Date of Award


Document Type


Degree Name

Doctor of Philosophy in Geophysics (PhD)

College, School or Department Name

Department of Geological and Mining Engineering and Sciences


William I Rose


Gregory Phillip Waite


Volcanoes are the surficial expressions of complex pathways that vent magma and gasses generated deep in the Earth. Geophysical data record at least the partial history of magma and gas movement in the conduit and venting to the atmosphere. This work focuses on developing a more comprehensive understanding of explosive degassing at Fuego volcano, Guatemala through observations and analysis of geophysical data collected in 2005 – 2009. A pattern of eruptive activity was observed during 2005 – 2007 and quantified with seismic and infrasound, satellite thermal and gas measurements, and lava flow lengths. Eruptive styles are related to variable magma flux and accumulation of gas. Explosive degassing was recorded on broadband seismic and infrasound sensors in 2008 and 2009. Explosion energy partitioning between the ground and the atmosphere shows an increase in acoustic energy from 2008 to 2009, indicating a shift toward increased gas pressure in the conduit. Very-long-period (VLP) seismic signals are associated with the strongest explosions recorded in 2009 and waveform modeling in the 10 – 30 s band produces a best-fit source location 300 m west and 300 m below the summit crater.

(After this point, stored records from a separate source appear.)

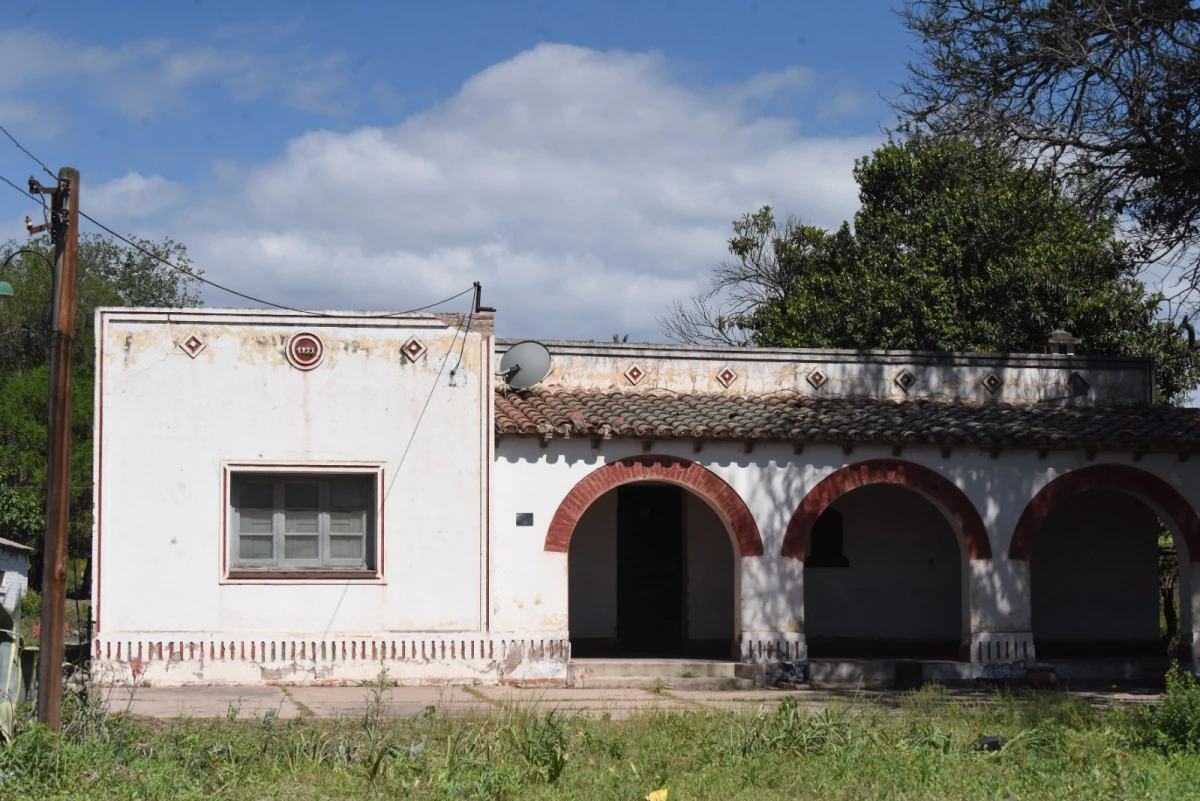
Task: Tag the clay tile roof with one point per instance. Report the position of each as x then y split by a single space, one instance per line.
796 417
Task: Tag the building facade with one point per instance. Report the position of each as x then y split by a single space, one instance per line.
289 498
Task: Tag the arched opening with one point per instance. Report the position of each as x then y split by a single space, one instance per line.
1095 580
898 588
883 578
670 504
1099 533
652 572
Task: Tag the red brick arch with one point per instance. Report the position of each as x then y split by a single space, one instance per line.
933 486
670 469
1121 477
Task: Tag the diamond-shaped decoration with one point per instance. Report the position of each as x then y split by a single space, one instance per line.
413 349
192 345
906 380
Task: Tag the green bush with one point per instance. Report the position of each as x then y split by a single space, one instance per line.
30 606
1175 723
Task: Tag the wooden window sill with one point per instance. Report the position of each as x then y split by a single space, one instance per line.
303 576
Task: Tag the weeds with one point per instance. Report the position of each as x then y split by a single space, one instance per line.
1175 723
1043 746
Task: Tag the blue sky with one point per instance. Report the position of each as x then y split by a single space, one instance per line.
583 160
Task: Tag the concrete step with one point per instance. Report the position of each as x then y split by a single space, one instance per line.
657 668
881 674
679 674
653 682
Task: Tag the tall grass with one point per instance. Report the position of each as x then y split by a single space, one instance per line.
1054 747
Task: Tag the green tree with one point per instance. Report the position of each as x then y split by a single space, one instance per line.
111 273
955 247
1103 90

The calculated moment tensor indicates a volumetric source, which is modeled as a dike feeding a SW-dipping (35°) sill. The sill is the dominant component and its projection to the surface nearly intersects the summit crater. The deformation history of the sill is interpreted as: 1) an initial inflation due to pressurization, followed by 2) a rapid deflation as overpressure is explosively release, and finally 3) a reinflation as fresh magma flows into the sill and degasses. Tilt signals are derived from the horizontal components of the seismometer and show repetitive inflation deflation cycles with a 20 minute period coincident with strong explosions. These cycles represent the pressurization of the shallow conduit and explosive venting of overpressure that develops beneath a partially crystallized plug of magma. The energy released during the strong explosions has allowed for imaging of Fuego’s shallow conduit, which appears to have migrated west of the summit crater. In summary, Fuego is becoming more gas charged and its summit centered vent is shifting to the west - serious hazard consequences are likely.